A Houston man, Paul Aker, claims he was confronted by US marshals on his doorstep and arrested for a $1500 student loan dating back to 1987.
Minu Thompson, junior at Athens Drive High School, believes loans are very beneficial for college.
“Loans help people continue through college,” said Thompson. “I think there should be more opportunities for people to receive interest free loans. However, people should understand the outcomes of not paying back loans.”
The Marshals Service has made several attempts in 2012 to contact Aker requesting him to show up in court; a judge issued his warrant in Dec. 2012 after he did not show up. However, Aker claims he was not contacted and insisted he was not told about his loan debt (originally $1500, now considered outstanding) in a long time.
Aker was approached by two Marshals when he went to check his mail Feb. 12. The situation further escalated when Aker armed himself and refused to step outside. The Marshals then requested backup and after two hours; Aker put his gun down and stepped outside where he was immediately arrested.
Aker then agreed with a judge to pay $200 monthly to pay off the debt. The build up of interest, late fees and collection fees has required Aker to pay back around $5700.
Texas has had an increase of warrants issued. Many students generally rely on federal financing, and tuition is on the rise. According to NYmag.com, in 2014, Texas students owed over $75 billion in college loan debt, an increase of 7 percent from the previous year.
Student loans, averaging $35,000, tend to engulf many U.S. citizens as they struggle to keep up with the interest as a result of delaying payments. Student loan debt has increased from $260 billion in 2004 to $1.2 trillion in 2014. Studies say that about 70 percent of students in college leave in debt, and student loans account for 36.8 percent of the total debt for consumers in their twenties. 2.1 million citizens over 60 still have student debt, and as a result, some are having loans deducted from social security checks.

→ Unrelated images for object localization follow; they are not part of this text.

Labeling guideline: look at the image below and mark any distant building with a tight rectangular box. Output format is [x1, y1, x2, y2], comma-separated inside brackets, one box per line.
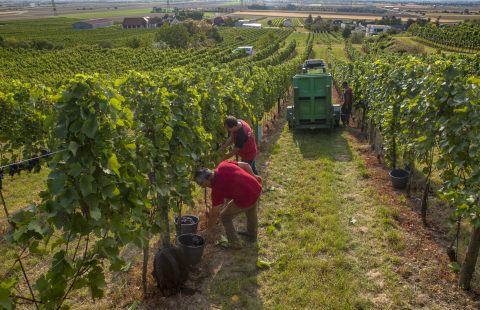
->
[242, 23, 262, 28]
[283, 19, 293, 27]
[340, 22, 353, 29]
[149, 17, 164, 28]
[123, 17, 149, 29]
[73, 19, 114, 30]
[169, 17, 181, 25]
[366, 24, 391, 36]
[354, 23, 367, 32]
[235, 19, 250, 27]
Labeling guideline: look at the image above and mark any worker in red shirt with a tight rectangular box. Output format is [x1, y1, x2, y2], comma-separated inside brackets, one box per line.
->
[194, 161, 262, 249]
[219, 116, 258, 175]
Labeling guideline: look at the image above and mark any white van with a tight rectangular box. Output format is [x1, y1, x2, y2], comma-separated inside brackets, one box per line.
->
[233, 46, 254, 55]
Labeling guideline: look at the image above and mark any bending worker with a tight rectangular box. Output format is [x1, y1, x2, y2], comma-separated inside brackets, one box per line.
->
[195, 160, 262, 249]
[219, 116, 259, 175]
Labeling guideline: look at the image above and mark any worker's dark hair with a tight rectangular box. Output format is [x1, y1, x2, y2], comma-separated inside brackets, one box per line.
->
[194, 168, 213, 184]
[342, 81, 348, 87]
[224, 116, 239, 128]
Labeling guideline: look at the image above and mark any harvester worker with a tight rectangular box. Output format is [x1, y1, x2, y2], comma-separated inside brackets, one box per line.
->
[341, 81, 353, 127]
[194, 161, 262, 249]
[219, 116, 259, 175]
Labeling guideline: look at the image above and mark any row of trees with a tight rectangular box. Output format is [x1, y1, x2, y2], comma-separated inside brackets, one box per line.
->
[331, 51, 480, 290]
[151, 8, 204, 21]
[0, 36, 59, 50]
[155, 21, 223, 49]
[409, 22, 480, 52]
[304, 15, 341, 32]
[0, 28, 290, 85]
[0, 33, 313, 309]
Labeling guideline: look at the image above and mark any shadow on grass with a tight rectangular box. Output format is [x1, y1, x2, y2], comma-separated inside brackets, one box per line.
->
[291, 127, 352, 162]
[204, 239, 262, 309]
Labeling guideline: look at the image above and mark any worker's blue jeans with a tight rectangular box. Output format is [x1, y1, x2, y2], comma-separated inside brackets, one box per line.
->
[241, 159, 259, 175]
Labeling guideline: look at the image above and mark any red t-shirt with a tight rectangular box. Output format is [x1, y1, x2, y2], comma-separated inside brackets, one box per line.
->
[211, 161, 262, 208]
[232, 120, 257, 161]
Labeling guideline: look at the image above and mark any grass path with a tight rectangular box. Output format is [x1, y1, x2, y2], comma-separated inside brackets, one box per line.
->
[168, 118, 475, 309]
[157, 122, 475, 309]
[255, 127, 376, 308]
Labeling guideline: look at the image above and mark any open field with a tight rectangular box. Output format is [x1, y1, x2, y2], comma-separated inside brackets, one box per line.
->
[232, 10, 387, 21]
[424, 13, 480, 21]
[231, 10, 480, 23]
[393, 36, 439, 54]
[0, 1, 238, 21]
[0, 2, 160, 20]
[311, 32, 346, 62]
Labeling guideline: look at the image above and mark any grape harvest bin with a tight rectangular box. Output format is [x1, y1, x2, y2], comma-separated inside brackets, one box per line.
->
[287, 71, 340, 130]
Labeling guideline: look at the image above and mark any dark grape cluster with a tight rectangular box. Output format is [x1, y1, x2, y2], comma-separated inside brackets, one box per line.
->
[191, 235, 204, 246]
[175, 216, 195, 225]
[2, 149, 51, 178]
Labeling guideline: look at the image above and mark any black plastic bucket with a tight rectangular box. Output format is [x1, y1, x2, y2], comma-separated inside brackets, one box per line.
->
[177, 234, 205, 266]
[174, 215, 199, 235]
[389, 169, 410, 190]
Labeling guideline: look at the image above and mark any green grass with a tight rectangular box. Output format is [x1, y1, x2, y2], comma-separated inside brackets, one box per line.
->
[0, 17, 159, 47]
[0, 168, 48, 235]
[393, 36, 439, 55]
[311, 32, 346, 62]
[192, 124, 420, 309]
[1, 118, 471, 308]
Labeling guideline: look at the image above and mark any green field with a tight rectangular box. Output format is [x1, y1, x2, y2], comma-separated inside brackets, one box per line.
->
[311, 31, 346, 61]
[0, 18, 160, 46]
[2, 13, 480, 310]
[59, 8, 152, 19]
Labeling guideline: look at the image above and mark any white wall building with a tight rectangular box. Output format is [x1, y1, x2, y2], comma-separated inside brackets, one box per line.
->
[235, 19, 250, 27]
[366, 24, 391, 36]
[242, 23, 262, 28]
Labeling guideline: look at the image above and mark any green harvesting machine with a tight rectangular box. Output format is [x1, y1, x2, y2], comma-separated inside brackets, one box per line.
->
[287, 60, 341, 130]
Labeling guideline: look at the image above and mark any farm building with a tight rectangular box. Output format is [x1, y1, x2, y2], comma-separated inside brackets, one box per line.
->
[235, 19, 250, 27]
[72, 19, 114, 30]
[242, 23, 262, 28]
[354, 24, 367, 32]
[149, 17, 164, 28]
[340, 22, 354, 29]
[123, 17, 149, 29]
[366, 24, 391, 36]
[122, 17, 171, 29]
[169, 17, 181, 25]
[283, 19, 293, 27]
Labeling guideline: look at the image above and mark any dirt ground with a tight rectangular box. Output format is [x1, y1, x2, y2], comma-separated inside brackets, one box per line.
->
[346, 126, 480, 309]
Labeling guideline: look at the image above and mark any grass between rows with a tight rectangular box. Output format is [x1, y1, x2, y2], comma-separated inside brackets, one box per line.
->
[201, 125, 416, 309]
[311, 32, 346, 62]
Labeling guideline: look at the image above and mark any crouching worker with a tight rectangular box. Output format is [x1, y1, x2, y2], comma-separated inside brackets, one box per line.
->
[194, 161, 262, 249]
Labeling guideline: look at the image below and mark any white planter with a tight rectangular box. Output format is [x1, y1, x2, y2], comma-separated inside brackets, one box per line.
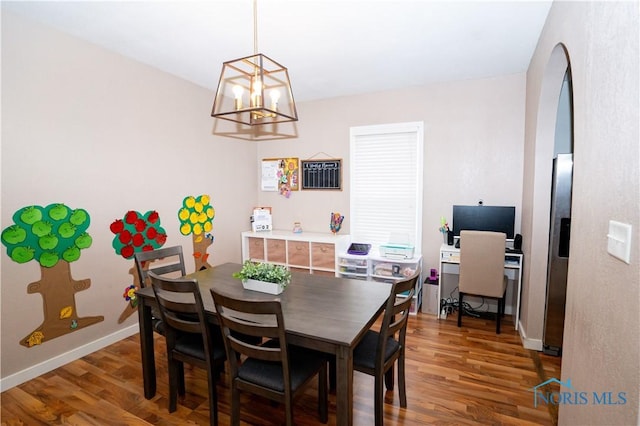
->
[242, 279, 284, 295]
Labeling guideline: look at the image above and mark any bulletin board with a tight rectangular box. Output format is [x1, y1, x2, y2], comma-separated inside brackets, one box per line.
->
[301, 159, 342, 190]
[261, 158, 299, 192]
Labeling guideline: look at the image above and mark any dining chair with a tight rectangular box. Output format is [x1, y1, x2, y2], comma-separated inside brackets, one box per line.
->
[352, 273, 418, 426]
[457, 230, 508, 334]
[210, 289, 328, 426]
[134, 245, 186, 335]
[149, 271, 226, 426]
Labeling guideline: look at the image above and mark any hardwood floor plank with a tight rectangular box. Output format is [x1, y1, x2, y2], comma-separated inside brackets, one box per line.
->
[1, 313, 561, 425]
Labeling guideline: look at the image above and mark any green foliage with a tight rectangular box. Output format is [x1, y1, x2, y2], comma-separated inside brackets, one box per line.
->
[1, 204, 91, 268]
[233, 261, 292, 288]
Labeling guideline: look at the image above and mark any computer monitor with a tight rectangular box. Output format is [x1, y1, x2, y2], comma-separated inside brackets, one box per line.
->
[452, 205, 516, 239]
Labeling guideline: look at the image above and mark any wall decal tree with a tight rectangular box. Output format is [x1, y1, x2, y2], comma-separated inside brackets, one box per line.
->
[178, 195, 215, 271]
[110, 210, 167, 323]
[1, 203, 103, 347]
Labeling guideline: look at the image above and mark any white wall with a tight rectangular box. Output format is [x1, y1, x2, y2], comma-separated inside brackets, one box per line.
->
[523, 2, 639, 424]
[1, 11, 257, 384]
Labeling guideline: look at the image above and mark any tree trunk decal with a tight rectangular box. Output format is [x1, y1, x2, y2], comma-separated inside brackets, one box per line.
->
[22, 261, 103, 347]
[193, 233, 214, 271]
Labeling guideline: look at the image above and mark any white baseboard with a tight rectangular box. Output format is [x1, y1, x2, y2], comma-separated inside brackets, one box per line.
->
[518, 319, 543, 351]
[0, 324, 139, 392]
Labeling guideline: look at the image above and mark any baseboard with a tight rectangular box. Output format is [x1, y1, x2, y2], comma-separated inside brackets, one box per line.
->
[518, 319, 543, 351]
[0, 324, 139, 392]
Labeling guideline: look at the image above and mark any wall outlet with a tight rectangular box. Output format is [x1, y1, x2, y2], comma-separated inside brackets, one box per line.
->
[607, 220, 632, 264]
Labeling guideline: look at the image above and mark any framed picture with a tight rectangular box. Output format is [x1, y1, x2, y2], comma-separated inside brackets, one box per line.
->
[262, 158, 299, 192]
[301, 159, 342, 190]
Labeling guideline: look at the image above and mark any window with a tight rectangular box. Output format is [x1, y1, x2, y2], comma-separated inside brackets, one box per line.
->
[349, 122, 423, 253]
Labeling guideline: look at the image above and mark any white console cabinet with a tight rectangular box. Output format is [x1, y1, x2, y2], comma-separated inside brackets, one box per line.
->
[337, 250, 423, 314]
[241, 230, 350, 276]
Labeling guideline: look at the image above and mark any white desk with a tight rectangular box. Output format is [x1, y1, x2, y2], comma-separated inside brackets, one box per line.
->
[438, 243, 524, 330]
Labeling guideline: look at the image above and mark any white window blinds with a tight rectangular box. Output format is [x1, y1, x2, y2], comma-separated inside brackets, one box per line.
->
[349, 122, 424, 253]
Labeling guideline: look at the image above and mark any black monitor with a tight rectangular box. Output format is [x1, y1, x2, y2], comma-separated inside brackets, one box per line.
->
[452, 205, 516, 239]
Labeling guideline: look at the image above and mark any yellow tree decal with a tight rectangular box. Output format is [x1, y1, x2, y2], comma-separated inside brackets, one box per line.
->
[178, 195, 215, 270]
[1, 204, 103, 347]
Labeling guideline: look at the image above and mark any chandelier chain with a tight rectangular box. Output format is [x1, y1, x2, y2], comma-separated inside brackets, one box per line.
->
[253, 0, 258, 55]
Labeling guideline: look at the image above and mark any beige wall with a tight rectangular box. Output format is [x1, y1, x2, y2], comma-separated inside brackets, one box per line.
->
[523, 1, 639, 424]
[1, 12, 257, 382]
[2, 10, 527, 386]
[257, 75, 525, 271]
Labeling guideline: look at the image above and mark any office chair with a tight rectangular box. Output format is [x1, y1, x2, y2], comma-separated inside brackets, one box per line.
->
[211, 289, 328, 426]
[134, 245, 186, 334]
[353, 273, 418, 426]
[149, 271, 226, 426]
[457, 230, 508, 334]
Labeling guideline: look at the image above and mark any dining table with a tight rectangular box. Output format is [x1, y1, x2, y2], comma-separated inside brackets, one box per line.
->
[136, 262, 392, 426]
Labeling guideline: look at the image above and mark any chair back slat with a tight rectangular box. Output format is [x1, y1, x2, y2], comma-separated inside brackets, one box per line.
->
[149, 271, 207, 336]
[211, 290, 288, 372]
[135, 246, 186, 288]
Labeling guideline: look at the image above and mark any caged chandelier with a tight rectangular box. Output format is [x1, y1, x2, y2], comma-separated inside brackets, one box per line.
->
[211, 0, 298, 126]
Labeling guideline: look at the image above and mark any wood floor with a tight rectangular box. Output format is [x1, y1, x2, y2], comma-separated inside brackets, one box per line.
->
[1, 313, 561, 425]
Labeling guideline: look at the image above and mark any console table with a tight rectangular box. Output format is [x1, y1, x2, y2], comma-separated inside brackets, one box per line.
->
[438, 243, 524, 330]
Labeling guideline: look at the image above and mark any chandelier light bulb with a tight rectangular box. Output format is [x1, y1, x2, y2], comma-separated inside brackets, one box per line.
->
[232, 85, 244, 110]
[270, 89, 281, 110]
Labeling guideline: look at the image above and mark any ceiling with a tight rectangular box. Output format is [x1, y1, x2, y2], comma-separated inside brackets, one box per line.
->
[2, 1, 553, 102]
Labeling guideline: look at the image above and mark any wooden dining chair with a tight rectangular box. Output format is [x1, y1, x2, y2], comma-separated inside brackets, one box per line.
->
[210, 289, 328, 426]
[134, 245, 186, 335]
[457, 230, 508, 334]
[149, 271, 226, 426]
[353, 273, 418, 426]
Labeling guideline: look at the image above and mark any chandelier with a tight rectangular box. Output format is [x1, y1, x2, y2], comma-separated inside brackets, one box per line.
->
[211, 0, 298, 127]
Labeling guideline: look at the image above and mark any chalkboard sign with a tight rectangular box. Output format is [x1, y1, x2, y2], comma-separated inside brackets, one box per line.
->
[301, 159, 342, 190]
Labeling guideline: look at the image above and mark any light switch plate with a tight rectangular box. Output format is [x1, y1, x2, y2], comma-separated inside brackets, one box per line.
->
[607, 220, 632, 264]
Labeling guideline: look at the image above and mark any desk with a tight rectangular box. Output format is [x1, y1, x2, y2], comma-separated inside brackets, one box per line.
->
[438, 244, 524, 330]
[136, 262, 390, 426]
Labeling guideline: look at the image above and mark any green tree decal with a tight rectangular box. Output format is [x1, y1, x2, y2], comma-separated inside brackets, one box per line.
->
[1, 204, 103, 347]
[110, 210, 167, 323]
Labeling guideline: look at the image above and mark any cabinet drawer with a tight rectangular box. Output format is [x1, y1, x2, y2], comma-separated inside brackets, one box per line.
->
[266, 239, 286, 263]
[247, 237, 265, 260]
[312, 243, 335, 270]
[287, 241, 310, 267]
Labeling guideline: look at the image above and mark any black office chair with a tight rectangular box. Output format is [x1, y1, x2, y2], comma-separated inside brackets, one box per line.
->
[353, 274, 417, 426]
[211, 289, 328, 426]
[457, 230, 508, 334]
[149, 271, 226, 426]
[134, 246, 186, 334]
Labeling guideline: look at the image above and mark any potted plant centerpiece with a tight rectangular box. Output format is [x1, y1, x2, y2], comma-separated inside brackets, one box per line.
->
[233, 260, 292, 295]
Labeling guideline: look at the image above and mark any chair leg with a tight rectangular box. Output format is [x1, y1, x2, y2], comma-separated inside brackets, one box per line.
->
[329, 357, 337, 391]
[318, 363, 328, 423]
[384, 365, 394, 391]
[398, 352, 407, 408]
[231, 383, 241, 426]
[496, 297, 502, 334]
[285, 397, 294, 426]
[177, 361, 186, 396]
[207, 366, 218, 426]
[374, 373, 384, 426]
[168, 359, 179, 413]
[457, 293, 464, 327]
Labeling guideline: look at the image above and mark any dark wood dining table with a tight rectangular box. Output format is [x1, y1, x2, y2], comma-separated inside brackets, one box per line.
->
[136, 262, 392, 426]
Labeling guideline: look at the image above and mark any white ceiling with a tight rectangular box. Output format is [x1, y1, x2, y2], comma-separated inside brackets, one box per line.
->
[2, 0, 553, 102]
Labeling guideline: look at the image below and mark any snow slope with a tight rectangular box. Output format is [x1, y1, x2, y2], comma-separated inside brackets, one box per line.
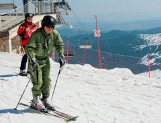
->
[0, 52, 161, 123]
[138, 33, 161, 49]
[137, 33, 161, 65]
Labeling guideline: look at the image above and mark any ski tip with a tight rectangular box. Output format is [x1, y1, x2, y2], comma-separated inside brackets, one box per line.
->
[66, 116, 78, 122]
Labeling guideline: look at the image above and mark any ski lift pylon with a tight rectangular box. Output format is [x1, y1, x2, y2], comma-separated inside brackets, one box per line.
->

The U.S. government says that the loaner is responsible for timely payments, and that the collection agency can take other actions to obtain the loan payment, whether it be from withholding tax refunds or modifying one’s wages.
Hannah Wheeler works at the front desk at Athens Drive’s library. Wheeler, whom has already graduated college, has experience on student loans. “Student loans can be used for tuition, housing, and sometimes everything. I think it was worth borrowing money for student loans because I have a degree as well as a good paying job. I can pay off my loans,” said Wheeler.
In 2003, U.S. Marshals arrested citizens in the Minneapolis-St. Paul area for outstanding debts. While ‘debtor’s prisons’, which imprison a person for being unable to pay debts, have been outlawed for about 200 years, the arrests technically came from ignored summons to court. However, since financial crises in the early 2000s, a judge can allow a warrant only if they feel the debtor is willingly holding pay.
Overall, a study from debt.org showed that student loans can make it difficult for citizens to buy daily necessities, affects their ability to make larger purchases, and a larger portion agreed that student loans alone has prevented them from putting off into retirement.
“I think it’s unfair for loaners to add interest to student loans because a lot of people do not get much education about getting involved in loans,” Wheeler said.
With interest, late fees, collection fees and the increasing number of warrants being issued, citizens feel pressured to pay back something they cannot return.